As the Daily Telegraph said in its editorial of August 2nd, the new Governor of the Bank of England must be committed to “making the most of Brexit”, but there are clear limits as to what the Bank can actually do.

The fraction of UK goods exports going to the EU has been falling steadily over the last 20 years to about 43% in 2017/18. But goods imports from the EU to the UK have continued to rise, now approaching double our exports to them, despite the devaluation of the £ by around 20 % since the referendum.

There is a good reason for this which is nothing to do with the Bank of England’s policies. In the experience of this writer over many years, British exporters are wary of quoting their prices in foreign currencies apart from dollars, particularly when it involves haggling in a foreign language. All but the largest corporate firms actually sell to agents who have no particular goal to maximise sales of UK goods. When the £ goes down against the euro they will simply pocket the currency gain. Their customers will see the same euro price and their UK supplier will receive the same £ revenues.

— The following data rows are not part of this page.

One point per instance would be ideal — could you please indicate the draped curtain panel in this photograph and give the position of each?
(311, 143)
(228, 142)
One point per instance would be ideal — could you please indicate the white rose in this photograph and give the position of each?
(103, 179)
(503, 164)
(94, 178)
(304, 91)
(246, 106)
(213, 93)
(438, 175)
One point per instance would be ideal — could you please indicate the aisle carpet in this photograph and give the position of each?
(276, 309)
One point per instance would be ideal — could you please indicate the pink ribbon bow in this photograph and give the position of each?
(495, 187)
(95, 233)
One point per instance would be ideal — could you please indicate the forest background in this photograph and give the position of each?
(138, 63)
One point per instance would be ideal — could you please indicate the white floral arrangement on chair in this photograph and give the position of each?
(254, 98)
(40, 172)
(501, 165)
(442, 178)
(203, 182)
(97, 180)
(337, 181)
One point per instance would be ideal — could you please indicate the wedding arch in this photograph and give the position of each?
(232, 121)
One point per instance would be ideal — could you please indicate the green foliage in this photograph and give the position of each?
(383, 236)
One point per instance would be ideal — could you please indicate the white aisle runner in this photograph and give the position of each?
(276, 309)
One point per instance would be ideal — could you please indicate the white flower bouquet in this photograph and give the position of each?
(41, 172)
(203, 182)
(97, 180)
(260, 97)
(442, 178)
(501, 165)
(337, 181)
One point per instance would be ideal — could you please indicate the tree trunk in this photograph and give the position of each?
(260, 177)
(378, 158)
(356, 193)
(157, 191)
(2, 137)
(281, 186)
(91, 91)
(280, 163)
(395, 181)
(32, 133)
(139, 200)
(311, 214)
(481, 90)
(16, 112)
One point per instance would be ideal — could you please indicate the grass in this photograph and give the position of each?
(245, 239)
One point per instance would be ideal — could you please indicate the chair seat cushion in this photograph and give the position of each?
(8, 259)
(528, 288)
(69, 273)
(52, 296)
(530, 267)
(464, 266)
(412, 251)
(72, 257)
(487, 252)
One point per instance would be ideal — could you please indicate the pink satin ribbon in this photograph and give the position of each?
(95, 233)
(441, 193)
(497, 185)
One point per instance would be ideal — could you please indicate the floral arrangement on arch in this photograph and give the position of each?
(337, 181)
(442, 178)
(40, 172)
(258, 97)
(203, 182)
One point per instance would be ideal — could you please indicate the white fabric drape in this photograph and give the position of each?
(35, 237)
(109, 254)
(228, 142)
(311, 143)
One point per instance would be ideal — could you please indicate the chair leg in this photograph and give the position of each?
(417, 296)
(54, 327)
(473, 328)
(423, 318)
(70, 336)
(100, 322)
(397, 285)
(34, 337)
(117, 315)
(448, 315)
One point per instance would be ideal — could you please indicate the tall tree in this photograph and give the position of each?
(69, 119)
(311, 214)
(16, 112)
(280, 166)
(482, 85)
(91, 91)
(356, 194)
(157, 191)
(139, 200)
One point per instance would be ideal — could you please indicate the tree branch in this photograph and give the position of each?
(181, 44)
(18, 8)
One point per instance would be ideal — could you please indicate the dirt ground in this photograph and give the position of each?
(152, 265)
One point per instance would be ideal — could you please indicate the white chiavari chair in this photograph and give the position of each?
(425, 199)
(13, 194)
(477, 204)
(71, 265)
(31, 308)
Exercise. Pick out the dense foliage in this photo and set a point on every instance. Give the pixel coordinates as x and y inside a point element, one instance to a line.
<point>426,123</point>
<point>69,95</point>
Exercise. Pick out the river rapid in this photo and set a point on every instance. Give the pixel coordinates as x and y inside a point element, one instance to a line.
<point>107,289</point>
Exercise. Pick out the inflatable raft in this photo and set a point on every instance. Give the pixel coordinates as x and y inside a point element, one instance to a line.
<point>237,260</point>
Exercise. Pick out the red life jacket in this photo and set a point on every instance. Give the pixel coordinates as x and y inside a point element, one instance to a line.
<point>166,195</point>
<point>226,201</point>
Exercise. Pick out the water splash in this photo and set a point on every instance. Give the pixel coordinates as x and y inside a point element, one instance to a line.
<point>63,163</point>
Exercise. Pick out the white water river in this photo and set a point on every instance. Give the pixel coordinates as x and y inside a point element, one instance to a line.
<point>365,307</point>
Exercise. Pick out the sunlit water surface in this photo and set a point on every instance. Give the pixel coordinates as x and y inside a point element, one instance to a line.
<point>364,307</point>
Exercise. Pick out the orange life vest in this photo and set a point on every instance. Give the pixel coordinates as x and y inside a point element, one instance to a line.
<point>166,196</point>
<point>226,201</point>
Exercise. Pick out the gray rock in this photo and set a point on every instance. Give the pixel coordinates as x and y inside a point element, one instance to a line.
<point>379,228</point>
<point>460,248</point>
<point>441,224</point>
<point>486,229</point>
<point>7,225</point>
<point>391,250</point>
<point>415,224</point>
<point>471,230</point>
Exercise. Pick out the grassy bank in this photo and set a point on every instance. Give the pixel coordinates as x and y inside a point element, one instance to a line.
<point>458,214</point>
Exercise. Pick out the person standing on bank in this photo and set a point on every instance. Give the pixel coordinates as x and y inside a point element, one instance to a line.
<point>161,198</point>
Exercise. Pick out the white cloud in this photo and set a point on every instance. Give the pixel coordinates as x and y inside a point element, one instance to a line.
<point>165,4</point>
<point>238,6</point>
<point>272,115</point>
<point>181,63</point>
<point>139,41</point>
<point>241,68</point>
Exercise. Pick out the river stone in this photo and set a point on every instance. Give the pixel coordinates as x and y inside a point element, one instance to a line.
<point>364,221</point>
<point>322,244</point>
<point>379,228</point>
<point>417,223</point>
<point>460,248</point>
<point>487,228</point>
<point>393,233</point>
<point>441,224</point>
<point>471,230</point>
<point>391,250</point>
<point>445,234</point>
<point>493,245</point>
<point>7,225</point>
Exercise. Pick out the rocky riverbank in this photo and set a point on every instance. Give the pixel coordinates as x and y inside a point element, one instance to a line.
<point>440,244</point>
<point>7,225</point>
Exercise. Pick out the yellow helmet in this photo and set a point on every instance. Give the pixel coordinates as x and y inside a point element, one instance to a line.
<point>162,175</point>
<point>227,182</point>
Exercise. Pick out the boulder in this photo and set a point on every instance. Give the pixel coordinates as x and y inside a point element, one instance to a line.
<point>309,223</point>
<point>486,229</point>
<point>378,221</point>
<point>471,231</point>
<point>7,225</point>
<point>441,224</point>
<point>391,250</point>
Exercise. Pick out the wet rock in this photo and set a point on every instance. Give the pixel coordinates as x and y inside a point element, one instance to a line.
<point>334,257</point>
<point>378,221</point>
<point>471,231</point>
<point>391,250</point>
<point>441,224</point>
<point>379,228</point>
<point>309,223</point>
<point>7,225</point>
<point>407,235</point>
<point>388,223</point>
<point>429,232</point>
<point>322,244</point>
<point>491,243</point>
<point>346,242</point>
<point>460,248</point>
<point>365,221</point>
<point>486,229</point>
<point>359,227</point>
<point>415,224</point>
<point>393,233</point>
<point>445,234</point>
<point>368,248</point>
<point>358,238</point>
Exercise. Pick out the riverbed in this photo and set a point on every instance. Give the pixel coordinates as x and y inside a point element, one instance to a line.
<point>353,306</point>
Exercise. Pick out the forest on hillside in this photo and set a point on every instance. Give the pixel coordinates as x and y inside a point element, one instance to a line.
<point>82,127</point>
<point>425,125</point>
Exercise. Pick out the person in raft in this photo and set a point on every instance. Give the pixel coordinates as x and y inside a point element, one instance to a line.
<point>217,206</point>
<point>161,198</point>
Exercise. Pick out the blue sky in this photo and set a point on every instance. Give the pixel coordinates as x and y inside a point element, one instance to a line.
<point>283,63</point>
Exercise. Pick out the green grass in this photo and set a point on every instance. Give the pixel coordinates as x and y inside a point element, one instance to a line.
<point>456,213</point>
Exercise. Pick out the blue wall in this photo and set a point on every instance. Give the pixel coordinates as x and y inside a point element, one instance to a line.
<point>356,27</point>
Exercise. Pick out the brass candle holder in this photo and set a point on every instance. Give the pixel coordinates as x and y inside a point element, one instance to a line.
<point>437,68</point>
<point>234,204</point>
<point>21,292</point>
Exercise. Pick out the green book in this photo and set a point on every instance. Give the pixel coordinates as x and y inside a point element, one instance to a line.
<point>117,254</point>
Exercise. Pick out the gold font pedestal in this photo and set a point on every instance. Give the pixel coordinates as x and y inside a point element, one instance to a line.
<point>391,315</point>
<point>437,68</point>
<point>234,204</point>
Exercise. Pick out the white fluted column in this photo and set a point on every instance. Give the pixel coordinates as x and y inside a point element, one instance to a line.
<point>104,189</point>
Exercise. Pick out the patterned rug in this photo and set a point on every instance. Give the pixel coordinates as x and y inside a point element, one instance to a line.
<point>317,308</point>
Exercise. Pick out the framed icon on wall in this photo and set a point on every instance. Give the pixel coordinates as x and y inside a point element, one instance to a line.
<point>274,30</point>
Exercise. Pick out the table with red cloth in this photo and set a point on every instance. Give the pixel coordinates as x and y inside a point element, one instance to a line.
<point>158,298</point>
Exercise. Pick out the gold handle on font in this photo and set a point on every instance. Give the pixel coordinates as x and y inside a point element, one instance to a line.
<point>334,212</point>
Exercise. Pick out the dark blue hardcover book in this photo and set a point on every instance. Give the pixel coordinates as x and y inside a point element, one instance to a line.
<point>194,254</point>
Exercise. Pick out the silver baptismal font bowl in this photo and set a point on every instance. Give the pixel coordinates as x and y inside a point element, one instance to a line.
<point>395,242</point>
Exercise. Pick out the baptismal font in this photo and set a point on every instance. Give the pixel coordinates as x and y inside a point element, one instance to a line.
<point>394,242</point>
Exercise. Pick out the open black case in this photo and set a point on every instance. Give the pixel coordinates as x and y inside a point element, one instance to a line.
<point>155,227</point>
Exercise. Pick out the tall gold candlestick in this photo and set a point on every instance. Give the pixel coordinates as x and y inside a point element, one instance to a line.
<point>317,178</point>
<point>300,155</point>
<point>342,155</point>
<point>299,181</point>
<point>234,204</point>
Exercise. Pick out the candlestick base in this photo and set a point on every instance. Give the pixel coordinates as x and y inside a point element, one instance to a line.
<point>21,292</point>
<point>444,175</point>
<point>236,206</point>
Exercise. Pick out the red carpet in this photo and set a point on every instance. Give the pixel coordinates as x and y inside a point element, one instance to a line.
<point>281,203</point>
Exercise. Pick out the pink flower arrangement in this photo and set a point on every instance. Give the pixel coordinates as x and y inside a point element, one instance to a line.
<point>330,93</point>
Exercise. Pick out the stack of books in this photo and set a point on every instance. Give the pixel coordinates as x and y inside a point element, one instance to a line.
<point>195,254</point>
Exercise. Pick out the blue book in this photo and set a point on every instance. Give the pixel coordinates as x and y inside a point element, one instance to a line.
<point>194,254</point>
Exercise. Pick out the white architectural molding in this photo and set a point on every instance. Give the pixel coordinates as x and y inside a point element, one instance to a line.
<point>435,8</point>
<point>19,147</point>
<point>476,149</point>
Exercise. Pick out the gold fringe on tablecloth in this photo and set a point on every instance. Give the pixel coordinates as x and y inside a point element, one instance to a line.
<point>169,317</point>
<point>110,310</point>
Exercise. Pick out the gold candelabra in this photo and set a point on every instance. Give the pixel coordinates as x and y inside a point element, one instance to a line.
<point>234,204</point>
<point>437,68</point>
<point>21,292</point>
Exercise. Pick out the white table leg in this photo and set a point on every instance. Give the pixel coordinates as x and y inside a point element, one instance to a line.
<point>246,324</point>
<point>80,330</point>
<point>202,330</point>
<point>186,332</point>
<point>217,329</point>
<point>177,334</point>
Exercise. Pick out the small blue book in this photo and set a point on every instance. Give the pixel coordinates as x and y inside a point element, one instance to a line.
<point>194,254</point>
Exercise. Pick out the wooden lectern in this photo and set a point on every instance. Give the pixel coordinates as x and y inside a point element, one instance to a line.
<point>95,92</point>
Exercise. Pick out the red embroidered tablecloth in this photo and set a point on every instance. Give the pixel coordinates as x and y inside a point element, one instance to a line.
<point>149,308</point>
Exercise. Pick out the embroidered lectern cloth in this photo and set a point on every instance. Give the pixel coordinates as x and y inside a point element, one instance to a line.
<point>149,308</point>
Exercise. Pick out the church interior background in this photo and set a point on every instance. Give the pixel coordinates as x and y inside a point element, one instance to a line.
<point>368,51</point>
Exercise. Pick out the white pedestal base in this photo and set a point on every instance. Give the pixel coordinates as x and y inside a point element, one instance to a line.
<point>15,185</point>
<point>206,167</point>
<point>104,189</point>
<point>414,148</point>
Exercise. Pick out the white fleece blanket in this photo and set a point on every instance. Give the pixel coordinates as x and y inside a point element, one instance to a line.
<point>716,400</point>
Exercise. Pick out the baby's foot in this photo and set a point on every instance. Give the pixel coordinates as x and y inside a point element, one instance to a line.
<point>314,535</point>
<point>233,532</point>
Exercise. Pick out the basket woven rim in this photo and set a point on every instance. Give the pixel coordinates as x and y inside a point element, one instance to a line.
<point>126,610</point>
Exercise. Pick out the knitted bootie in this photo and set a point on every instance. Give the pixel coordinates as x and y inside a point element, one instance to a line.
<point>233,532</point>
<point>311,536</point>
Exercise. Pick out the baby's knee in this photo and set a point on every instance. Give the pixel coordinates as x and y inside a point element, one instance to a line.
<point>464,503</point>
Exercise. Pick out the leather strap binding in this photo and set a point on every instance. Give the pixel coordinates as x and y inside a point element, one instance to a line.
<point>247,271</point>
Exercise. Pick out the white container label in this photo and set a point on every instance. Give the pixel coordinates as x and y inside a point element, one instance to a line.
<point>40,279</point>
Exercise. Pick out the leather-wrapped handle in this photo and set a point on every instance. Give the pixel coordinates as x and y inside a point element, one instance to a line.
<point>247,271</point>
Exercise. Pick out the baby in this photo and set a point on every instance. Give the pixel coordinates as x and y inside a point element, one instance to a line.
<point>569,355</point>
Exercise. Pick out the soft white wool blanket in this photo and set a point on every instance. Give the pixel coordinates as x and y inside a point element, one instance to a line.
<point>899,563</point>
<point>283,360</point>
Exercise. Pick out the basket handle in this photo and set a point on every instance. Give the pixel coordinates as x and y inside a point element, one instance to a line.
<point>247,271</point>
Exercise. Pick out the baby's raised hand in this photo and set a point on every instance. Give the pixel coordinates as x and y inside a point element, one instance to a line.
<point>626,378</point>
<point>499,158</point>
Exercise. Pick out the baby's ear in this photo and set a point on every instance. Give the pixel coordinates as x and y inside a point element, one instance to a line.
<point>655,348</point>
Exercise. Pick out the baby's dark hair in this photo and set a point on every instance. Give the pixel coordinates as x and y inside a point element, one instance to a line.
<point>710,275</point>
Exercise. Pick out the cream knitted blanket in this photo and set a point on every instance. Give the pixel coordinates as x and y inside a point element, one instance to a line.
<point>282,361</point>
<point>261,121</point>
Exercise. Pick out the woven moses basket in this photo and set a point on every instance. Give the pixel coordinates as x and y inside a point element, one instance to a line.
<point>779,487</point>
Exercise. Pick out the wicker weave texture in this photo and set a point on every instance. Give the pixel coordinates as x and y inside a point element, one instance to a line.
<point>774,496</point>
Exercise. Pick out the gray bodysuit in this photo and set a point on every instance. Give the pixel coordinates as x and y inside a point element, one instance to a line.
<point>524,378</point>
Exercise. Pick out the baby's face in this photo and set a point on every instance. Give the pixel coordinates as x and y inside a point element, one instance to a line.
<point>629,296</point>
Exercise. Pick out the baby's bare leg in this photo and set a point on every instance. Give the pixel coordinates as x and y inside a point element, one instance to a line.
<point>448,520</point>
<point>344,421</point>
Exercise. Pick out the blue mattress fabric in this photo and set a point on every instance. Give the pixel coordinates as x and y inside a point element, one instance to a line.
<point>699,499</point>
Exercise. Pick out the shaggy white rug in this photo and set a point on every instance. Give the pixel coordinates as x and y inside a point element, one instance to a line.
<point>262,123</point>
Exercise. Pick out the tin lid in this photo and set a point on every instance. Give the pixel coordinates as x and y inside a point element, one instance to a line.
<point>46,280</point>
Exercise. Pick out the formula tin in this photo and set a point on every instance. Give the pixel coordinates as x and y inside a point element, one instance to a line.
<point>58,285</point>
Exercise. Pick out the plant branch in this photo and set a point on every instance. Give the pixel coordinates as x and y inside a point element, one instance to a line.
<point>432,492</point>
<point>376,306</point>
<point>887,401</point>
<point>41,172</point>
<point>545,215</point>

The converse does not apply. With a falling £, UK importers of EU goods come under continuous pressure from their suppliers to keep sales up by lowering margins. Where they really can’t, there is cheap finance to cushion a price rise. If the Bank of England were to order the banks to reduce the supply of unsecured loans, now approaching £4,000 for every adult in the country, British manufacturers would have a better chance of replacing imported goods in the British market.